Monday, November 24, 2014

November 24, 2014

I have tried to manage my anxiety, as well as my emotions for far too long now and have been completely unsuccessful. I no longer possess the slightest desire to attempt to make a solitaire individual remotely satisfied, because it is without question impossible for ME to pacify any other at all. I hate this life, I have had my fucking fill and I cannot express that enough. Let shit go you all say, well here is some late breaking fucking news for you ALL, " I cannot just let shit go so get off my damn back!"  I will not EVER forgive anyone for anything, not ever.

Tuesday, November 18, 2014

November 18, 2014

I keep tapping at these damned keys in hopes that something will snap as it has before, inside of my mind and free me from this horrific bondage of self or so they say.  My eyes are so swollen I haven't the ability to see the light of day from any angle.  I thought perhaps yesterday morning would have been my last, but alas here I am once again pecking at keys, struggling to stay afloat, no matter the water that carry me. 

Monday, November 17, 2014

November 17, 2014

There is no place in society for someone like me.

Monday, November 10, 2014

November 10, 2014

Have you ever felt so low that looking up only clouds your vision even more?  Do you feel the angst that I feel even momentarily?  Do you ever think for one moment that the words I speak hold any truths?  Have I finally succumb to my own demise?  I don't have a leg to stand on anymore.  I try to do unselfishly and for others' but it somehow always backfires. I just don't understand anymore what my purpose is.  You are still here because God has something greater planned for you!  That is absolute bullshit.  I don't buy any of it.  I started to believe so, but realize it is all just a fucking game.  Life is a fucking game.  I am the prey and I allowed myself to become such by putting myself in the midst of a forest filled with starving beasts that want only to sink their fangs into me.  Go ahead, do me a final favor.  I won't put up a fight any longer, I haven't the strength.
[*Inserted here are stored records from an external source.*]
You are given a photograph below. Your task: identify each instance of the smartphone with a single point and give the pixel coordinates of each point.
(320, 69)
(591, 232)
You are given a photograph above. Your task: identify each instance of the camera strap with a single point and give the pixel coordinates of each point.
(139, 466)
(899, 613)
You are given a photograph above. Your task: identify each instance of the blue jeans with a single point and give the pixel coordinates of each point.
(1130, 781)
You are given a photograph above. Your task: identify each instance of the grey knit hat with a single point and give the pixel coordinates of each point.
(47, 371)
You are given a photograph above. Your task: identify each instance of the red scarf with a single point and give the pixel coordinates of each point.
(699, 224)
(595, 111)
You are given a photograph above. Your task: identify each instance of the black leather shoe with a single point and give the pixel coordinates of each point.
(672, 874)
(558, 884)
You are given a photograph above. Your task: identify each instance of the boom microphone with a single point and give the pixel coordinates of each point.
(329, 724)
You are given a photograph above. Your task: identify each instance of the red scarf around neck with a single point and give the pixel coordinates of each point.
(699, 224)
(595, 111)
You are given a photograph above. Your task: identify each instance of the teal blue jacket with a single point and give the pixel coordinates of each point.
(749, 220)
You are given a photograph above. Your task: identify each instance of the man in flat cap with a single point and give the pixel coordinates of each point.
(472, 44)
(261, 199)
Here is the funniest part of it all, while I was lying there bleeding you thought it fucking commical to see me scream in agony so you poured salt on my open wounds. I must not be beaten down enough, so have at it.
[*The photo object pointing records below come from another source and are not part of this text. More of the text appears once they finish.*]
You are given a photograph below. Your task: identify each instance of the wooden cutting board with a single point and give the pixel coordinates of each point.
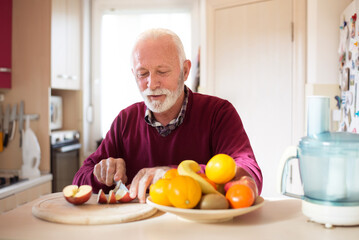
(54, 208)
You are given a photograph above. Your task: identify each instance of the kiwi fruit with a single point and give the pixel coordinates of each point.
(213, 201)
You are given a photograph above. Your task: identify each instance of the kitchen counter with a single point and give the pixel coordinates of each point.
(23, 185)
(277, 219)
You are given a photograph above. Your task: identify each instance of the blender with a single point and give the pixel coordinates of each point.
(329, 169)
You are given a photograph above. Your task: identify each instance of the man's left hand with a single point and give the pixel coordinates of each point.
(143, 179)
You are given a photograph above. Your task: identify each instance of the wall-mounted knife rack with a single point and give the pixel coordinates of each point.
(33, 117)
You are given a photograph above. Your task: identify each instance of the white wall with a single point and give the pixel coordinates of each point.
(323, 40)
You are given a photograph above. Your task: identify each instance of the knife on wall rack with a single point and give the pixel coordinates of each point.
(12, 125)
(6, 125)
(1, 136)
(21, 120)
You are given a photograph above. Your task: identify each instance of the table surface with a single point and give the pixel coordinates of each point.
(277, 219)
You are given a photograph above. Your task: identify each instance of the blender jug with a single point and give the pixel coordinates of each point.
(328, 162)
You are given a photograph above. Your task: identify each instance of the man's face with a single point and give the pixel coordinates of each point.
(158, 73)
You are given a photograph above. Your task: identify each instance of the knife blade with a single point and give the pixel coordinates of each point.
(21, 120)
(12, 122)
(6, 125)
(1, 136)
(119, 185)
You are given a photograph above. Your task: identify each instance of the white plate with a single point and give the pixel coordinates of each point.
(207, 216)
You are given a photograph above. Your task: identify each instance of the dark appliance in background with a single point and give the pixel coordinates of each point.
(65, 152)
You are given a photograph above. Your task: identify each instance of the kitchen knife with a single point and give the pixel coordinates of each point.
(6, 125)
(21, 120)
(119, 185)
(1, 136)
(12, 122)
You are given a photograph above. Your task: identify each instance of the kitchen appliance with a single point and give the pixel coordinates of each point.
(329, 169)
(65, 147)
(55, 112)
(31, 153)
(9, 177)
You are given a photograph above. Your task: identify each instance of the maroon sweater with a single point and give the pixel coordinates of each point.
(211, 126)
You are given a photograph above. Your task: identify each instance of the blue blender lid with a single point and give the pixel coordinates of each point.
(342, 140)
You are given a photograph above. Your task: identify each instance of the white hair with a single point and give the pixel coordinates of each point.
(156, 33)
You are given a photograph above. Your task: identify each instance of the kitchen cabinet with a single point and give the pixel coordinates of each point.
(5, 43)
(65, 44)
(18, 194)
(255, 58)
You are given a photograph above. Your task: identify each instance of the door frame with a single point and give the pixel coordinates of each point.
(299, 46)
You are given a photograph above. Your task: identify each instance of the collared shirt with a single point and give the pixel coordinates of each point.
(173, 124)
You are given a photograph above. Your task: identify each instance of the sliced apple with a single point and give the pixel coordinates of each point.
(123, 196)
(77, 195)
(101, 197)
(111, 197)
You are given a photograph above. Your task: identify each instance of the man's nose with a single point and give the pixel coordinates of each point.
(153, 82)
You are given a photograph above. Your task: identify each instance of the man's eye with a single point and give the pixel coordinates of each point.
(144, 74)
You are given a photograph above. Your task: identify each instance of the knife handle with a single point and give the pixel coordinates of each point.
(6, 138)
(1, 146)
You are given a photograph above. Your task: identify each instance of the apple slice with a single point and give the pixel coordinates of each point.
(77, 195)
(101, 197)
(111, 197)
(123, 196)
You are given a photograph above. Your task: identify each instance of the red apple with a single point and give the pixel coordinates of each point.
(246, 180)
(111, 197)
(77, 195)
(101, 197)
(123, 195)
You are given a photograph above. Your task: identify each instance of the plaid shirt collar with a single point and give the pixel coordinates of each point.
(166, 130)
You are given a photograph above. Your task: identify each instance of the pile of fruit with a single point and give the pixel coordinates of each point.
(185, 187)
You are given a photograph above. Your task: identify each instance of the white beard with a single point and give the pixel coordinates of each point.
(171, 97)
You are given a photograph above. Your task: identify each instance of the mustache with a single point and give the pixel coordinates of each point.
(159, 91)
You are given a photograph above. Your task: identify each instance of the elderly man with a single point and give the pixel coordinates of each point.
(171, 125)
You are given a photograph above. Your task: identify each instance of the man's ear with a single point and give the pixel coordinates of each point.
(186, 68)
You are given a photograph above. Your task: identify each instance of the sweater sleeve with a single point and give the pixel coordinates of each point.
(108, 148)
(229, 137)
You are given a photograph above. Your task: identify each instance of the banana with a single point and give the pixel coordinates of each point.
(190, 168)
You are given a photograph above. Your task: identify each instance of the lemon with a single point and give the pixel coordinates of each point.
(159, 191)
(221, 168)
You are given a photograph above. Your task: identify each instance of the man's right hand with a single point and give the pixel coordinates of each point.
(110, 169)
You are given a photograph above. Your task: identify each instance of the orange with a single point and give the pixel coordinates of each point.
(170, 174)
(240, 196)
(184, 192)
(221, 168)
(208, 180)
(159, 191)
Saturday, November 8, 2014

November 8, 2014

Today I thought for some fucked up reason, would somehow turn put to be a good day emotionally however; being made to feel you are an asshole and every word that comes out of your mouth is bullshit kind of put a damper on that. I really fucking hate myself. I can't believe I am still alive after all that has been said and done.

Friday, November 7, 2014

November 7, 2014

You would think that after so many years of allowing others' to dictate my moods that I would just walk away from the negativity that I surround myself with.  Unfortunately, I am not that type of person, when I do something to someone who is undeserving I am crippled with guilt and go out of my way to please.  I constantly back myself up against walls and such with no hope of escape.  I know I disappoint my children almost daily and that they view me as a failure but I continue to endure all that comes my way, as terrified as I am today I will continue to allow the words thrown at me to penetrate deep and tear my soul to shreds for the millionth time, and then somehow hoist myself up and disappoint another again.

Thursday, November 6, 2014

November 6, 2014

First and fucking foremost, I DO NOT MAKE EVERYTHING ABOUT ME! Second, I am sick and fucking tired of taking blame for EVERYTHING. So, essentially it is ALL of you making it about me by placing ALL of the fucking blame on me. I am so sick of life. I actually hate it, I wish my death clock would hurry up and fast forward. I have no desire to see what any tomorrow brings. Life itself has sucked for far too long.